THE PURSUIT: This being a slasher, Mary decides to run upstairs and into the bedroom, where she spots the perfect hiding place… Under the bed! Unluckily for her, however, the killer’s a pro when it comes to hide-and-seek, and knows exactly where to find her, tearing up the mattress and hurling it across the room, before, um, just standing there as she runs safely out of the door. From here on, however, it’s a full-on cardio workout for Mary as she runs down – and then back up – the stairs, evading the killer by hiding in a succession of different closets while looking for an unlocked exit. The bedroom closet turns out to have a handy hatchway leading to the attic, so Mary does what any sane person in the same situation would do and strips to her panties, before hoisting herself up into the eaves to noisily paw at the roof tiles. Hearing the scrape and clatter of a victim on the verge of escape, the killer clambers up into the attic and grabs Mary by the ankles, causing himself and Mary to fall through the bedroom ceiling and onto the floor below, where the killer’s knocked out just long enough for Mary to bounce gymnastically off the bed and back into the bathroom where the terror began…

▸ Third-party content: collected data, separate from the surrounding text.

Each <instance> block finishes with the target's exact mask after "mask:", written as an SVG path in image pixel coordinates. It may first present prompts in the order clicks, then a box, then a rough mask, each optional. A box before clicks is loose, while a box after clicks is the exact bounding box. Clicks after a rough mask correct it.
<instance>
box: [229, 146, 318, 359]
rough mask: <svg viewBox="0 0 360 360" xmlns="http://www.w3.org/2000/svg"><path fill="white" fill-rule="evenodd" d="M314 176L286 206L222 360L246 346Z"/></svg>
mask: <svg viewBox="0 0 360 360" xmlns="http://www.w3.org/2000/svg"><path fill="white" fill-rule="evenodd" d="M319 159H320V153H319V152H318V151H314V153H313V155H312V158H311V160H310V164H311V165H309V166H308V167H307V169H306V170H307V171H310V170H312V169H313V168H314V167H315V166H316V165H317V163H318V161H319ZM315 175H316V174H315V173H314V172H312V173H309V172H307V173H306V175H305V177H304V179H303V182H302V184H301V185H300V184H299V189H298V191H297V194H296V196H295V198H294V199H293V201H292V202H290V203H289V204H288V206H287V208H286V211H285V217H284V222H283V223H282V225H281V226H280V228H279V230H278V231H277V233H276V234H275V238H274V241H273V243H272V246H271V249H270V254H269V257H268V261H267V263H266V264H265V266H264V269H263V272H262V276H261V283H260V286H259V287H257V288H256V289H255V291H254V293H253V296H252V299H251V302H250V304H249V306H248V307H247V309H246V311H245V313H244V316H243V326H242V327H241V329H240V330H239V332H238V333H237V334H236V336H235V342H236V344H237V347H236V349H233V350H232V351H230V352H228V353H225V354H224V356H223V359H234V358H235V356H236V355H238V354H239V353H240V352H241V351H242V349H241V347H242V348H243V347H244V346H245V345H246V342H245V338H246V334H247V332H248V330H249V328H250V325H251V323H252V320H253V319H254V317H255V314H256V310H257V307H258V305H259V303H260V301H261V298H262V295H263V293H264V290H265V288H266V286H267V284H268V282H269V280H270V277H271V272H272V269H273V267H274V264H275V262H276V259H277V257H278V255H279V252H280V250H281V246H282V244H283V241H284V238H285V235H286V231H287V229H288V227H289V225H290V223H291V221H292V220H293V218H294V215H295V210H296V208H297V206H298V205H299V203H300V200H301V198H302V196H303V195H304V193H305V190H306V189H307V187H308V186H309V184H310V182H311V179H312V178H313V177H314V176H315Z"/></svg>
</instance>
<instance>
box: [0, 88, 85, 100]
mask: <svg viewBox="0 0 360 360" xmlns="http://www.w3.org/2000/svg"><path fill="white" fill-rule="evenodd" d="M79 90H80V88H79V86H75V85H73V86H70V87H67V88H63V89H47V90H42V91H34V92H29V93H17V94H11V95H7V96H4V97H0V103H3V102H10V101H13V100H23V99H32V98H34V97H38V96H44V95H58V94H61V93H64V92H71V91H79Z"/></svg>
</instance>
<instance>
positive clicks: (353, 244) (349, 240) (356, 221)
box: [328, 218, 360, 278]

THE OUTCOME: Displaying a natural aptitude for prioritizing, Mary quickly fashions a stylish poncho from her shower curtain and twins it with a plastic shower cap to prevent any further damage to her hairstyle from either moisture or crazed killers. But her quick-thinking and invention don’t stop there… Hearing her attacker regaining consciousness in the next room, she grabs the showerhead from the bath and affixes it to the nearest handrail with a wet flannel, thereby creating a lethal water-spout that will sprinkle directly in the face of any intruder! Sure enough, the killer bursts in and is subjected to the full force of Mary’s patented Death Drizzler™, whereupon he’s instantly blinded, and starts skidding on the oil slick of bath products that she’s cleverly sloshed all over the floor. It’s an orgy of blood, violence and sweet pine-scented fragrances, as Mary stabs the killer again and again in the neck with a large pair of scissors, until he collapses, dead but spotlessly clean, in the tub. Hurrah!

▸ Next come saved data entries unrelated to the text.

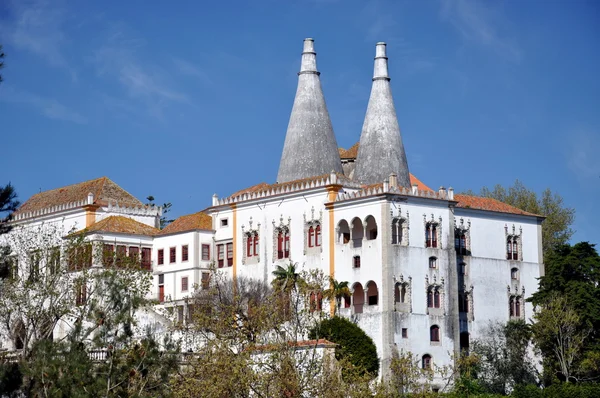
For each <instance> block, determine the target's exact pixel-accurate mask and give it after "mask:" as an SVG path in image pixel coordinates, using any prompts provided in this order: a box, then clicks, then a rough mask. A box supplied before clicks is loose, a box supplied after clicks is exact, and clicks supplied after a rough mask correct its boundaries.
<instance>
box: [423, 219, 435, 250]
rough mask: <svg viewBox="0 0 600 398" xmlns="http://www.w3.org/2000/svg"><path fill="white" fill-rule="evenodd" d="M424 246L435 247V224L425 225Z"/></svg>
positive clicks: (433, 223) (434, 223) (432, 222)
mask: <svg viewBox="0 0 600 398" xmlns="http://www.w3.org/2000/svg"><path fill="white" fill-rule="evenodd" d="M425 246H427V247H437V223H433V222H429V223H427V224H426V225H425Z"/></svg>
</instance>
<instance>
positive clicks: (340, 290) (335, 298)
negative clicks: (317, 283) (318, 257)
mask: <svg viewBox="0 0 600 398" xmlns="http://www.w3.org/2000/svg"><path fill="white" fill-rule="evenodd" d="M347 296H350V288H349V287H348V282H347V281H342V282H338V281H337V279H334V278H333V277H331V276H330V277H329V288H328V289H326V290H325V291H324V292H323V297H324V298H326V299H327V300H335V301H334V303H335V311H334V312H335V313H336V314H337V313H338V311H339V309H340V308H341V304H342V298H344V297H347Z"/></svg>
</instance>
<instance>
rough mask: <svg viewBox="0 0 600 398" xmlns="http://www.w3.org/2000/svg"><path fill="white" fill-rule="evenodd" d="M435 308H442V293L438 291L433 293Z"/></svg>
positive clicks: (433, 301)
mask: <svg viewBox="0 0 600 398" xmlns="http://www.w3.org/2000/svg"><path fill="white" fill-rule="evenodd" d="M433 306H434V307H435V308H440V292H439V291H438V290H437V289H435V292H433Z"/></svg>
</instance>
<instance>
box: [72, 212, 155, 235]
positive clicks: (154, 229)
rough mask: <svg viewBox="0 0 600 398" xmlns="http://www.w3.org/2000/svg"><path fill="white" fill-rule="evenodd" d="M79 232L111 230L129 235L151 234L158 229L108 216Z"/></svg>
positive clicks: (135, 221)
mask: <svg viewBox="0 0 600 398" xmlns="http://www.w3.org/2000/svg"><path fill="white" fill-rule="evenodd" d="M79 232H84V233H88V232H112V233H119V234H129V235H145V236H153V235H156V234H157V233H159V232H160V230H158V229H156V228H154V227H151V226H149V225H147V224H143V223H141V222H139V221H135V220H134V219H131V218H128V217H123V216H110V217H106V218H105V219H103V220H100V221H98V222H97V223H94V224H92V225H90V226H89V227H87V228H86V229H84V230H82V231H79Z"/></svg>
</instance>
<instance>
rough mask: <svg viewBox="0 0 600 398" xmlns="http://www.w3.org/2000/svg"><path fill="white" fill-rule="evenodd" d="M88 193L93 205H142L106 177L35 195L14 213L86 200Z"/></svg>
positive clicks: (129, 206) (22, 212)
mask: <svg viewBox="0 0 600 398" xmlns="http://www.w3.org/2000/svg"><path fill="white" fill-rule="evenodd" d="M90 192H91V193H92V194H93V195H94V204H97V205H107V204H108V202H109V201H111V202H115V201H116V202H117V203H118V204H119V205H120V206H129V207H132V206H134V207H135V206H143V205H144V204H143V203H142V202H140V201H139V200H138V199H137V198H136V197H134V196H133V195H131V194H130V193H129V192H127V191H125V190H124V189H123V188H121V187H120V186H118V185H117V184H115V183H114V182H113V181H111V180H110V179H108V178H107V177H101V178H97V179H95V180H90V181H84V182H80V183H78V184H73V185H69V186H66V187H62V188H56V189H51V190H49V191H44V192H40V193H37V194H35V195H33V196H32V197H30V198H29V199H28V200H27V201H26V202H25V203H23V204H22V205H21V206H20V207H19V209H18V210H17V212H16V213H17V214H18V213H27V212H34V211H38V210H43V209H47V208H49V207H53V206H60V205H64V204H67V203H71V202H78V201H82V200H87V196H88V193H90Z"/></svg>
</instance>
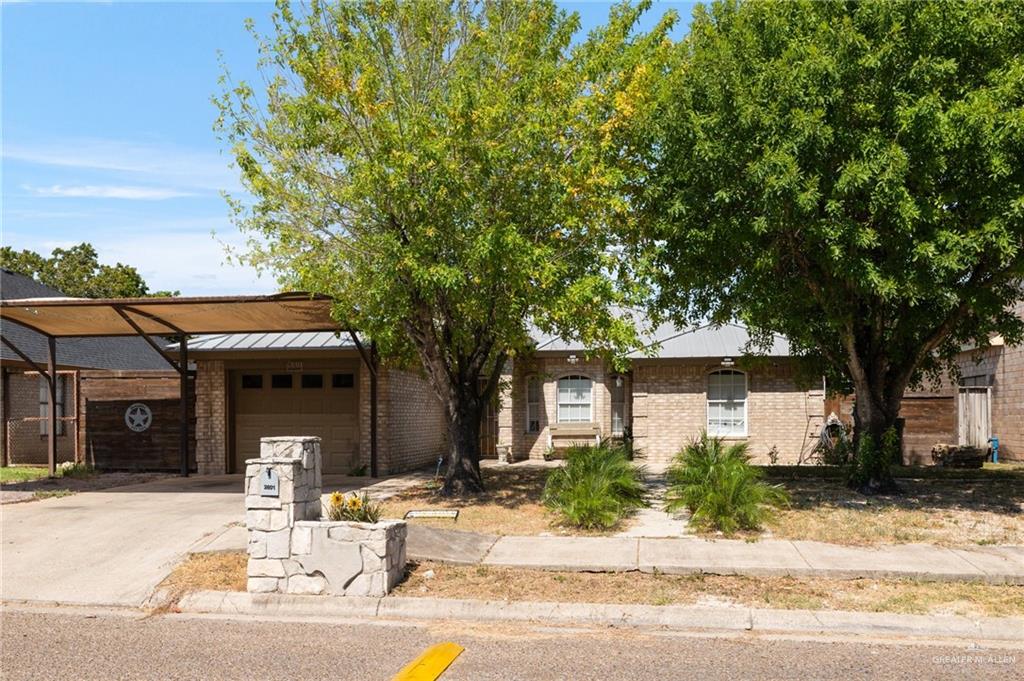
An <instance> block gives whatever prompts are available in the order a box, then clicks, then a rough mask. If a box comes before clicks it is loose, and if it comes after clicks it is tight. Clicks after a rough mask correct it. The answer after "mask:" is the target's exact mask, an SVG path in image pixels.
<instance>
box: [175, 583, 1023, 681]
mask: <svg viewBox="0 0 1024 681" xmlns="http://www.w3.org/2000/svg"><path fill="white" fill-rule="evenodd" d="M177 609H178V611H179V612H182V613H187V614H213V615H216V616H220V618H225V619H233V618H243V619H244V618H252V616H258V618H261V619H264V620H269V621H275V620H281V621H287V622H295V621H297V620H300V621H323V622H346V621H352V620H373V619H380V620H417V621H432V622H436V621H439V620H450V621H452V620H454V621H465V622H494V623H509V622H530V623H538V624H543V625H550V626H566V625H568V626H571V627H595V626H596V627H615V628H640V629H643V628H651V629H656V630H660V631H689V632H695V631H702V632H709V631H724V632H730V631H731V632H736V633H748V632H753V633H758V634H761V633H763V634H797V635H826V636H837V635H838V636H882V637H889V636H897V637H900V638H921V639H928V640H932V641H934V640H938V639H952V640H956V641H957V642H962V643H963V642H967V641H976V642H977V641H984V642H986V643H988V644H1004V645H1008V646H1011V647H1014V648H1016V647H1019V646H1020V645H1021V643H1022V642H1024V618H968V616H961V615H948V614H927V615H926V614H895V613H889V612H847V611H842V610H777V609H766V608H752V607H746V606H737V605H724V606H706V605H703V606H702V605H633V604H612V603H554V602H530V601H485V600H460V599H451V598H426V597H424V598H410V597H401V596H385V597H384V598H360V597H354V596H348V597H343V596H293V595H289V594H250V593H244V592H224V591H200V592H194V593H190V594H187V595H185V596H184V597H183V598H182V599H181V600H180V601H179V602H178V604H177ZM1008 678H1009V677H1008Z"/></svg>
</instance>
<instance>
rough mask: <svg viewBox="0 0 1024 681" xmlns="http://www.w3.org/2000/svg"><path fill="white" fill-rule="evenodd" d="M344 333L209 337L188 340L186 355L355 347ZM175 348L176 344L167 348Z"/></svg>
mask: <svg viewBox="0 0 1024 681" xmlns="http://www.w3.org/2000/svg"><path fill="white" fill-rule="evenodd" d="M354 347H355V344H354V343H353V342H352V339H351V337H350V336H349V335H348V334H347V333H343V334H341V335H340V336H339V335H338V334H336V333H333V332H330V331H321V332H315V331H310V332H285V333H282V332H271V333H264V334H256V333H254V334H208V335H203V336H194V337H193V338H189V339H188V351H189V352H229V351H238V350H336V349H349V348H354ZM168 348H169V349H173V348H177V343H174V344H172V345H169V346H168Z"/></svg>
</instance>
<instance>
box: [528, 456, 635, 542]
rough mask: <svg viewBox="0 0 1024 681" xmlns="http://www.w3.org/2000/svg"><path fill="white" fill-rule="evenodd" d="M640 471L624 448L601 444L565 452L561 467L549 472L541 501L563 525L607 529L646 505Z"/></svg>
mask: <svg viewBox="0 0 1024 681" xmlns="http://www.w3.org/2000/svg"><path fill="white" fill-rule="evenodd" d="M644 492H645V490H644V485H643V468H641V467H639V466H635V465H634V464H633V463H632V462H631V461H630V459H629V453H628V451H627V449H626V446H625V445H623V444H616V443H612V442H610V441H608V440H604V441H602V442H600V443H599V444H588V445H579V446H572V448H569V450H568V451H567V452H566V456H565V465H564V466H562V467H561V468H558V469H555V470H553V471H551V474H550V475H548V480H547V482H546V483H545V485H544V494H543V496H542V500H543V502H544V504H545V506H547V507H548V508H549V509H551V510H553V511H555V512H556V513H558V514H560V515H561V517H562V520H563V522H564V523H565V524H568V525H573V526H577V527H586V528H607V527H612V526H614V525H615V524H617V523H618V521H620V520H622V519H623V518H624V517H625V516H626V515H628V514H629V513H631V512H633V511H634V510H636V509H638V508H641V507H643V506H646V505H647V502H646V501H645V499H644Z"/></svg>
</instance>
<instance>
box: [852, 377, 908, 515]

THE VERDICT: The only thing scarier than the last 10 minutes of The Demon is the thought of sitting through the first 80… But, as dull as they may be, they’re worth it for the pure joy of what amounts to one of my all-time favourite slasher chase-sequences. It’s creepy, breathless and funny, with inserts of irritated neighbours (“That sounded like breaking glass!”) intercut via witty editing (I laughed out loud at the tease-shot of Mary’s robe slipping down to reveal… the elderly lady next-door climbing into bed!). Interestingly, The Demon also managed to introduce a blade-gloved killer five years before Freddy Krueger and fade out on the screams of its heroine blending with its end-credits music three years before Tenebrae. Not that it’s a masterpiece – far from it – but, as obscure slasher oddities go, this one’s well worth the chase.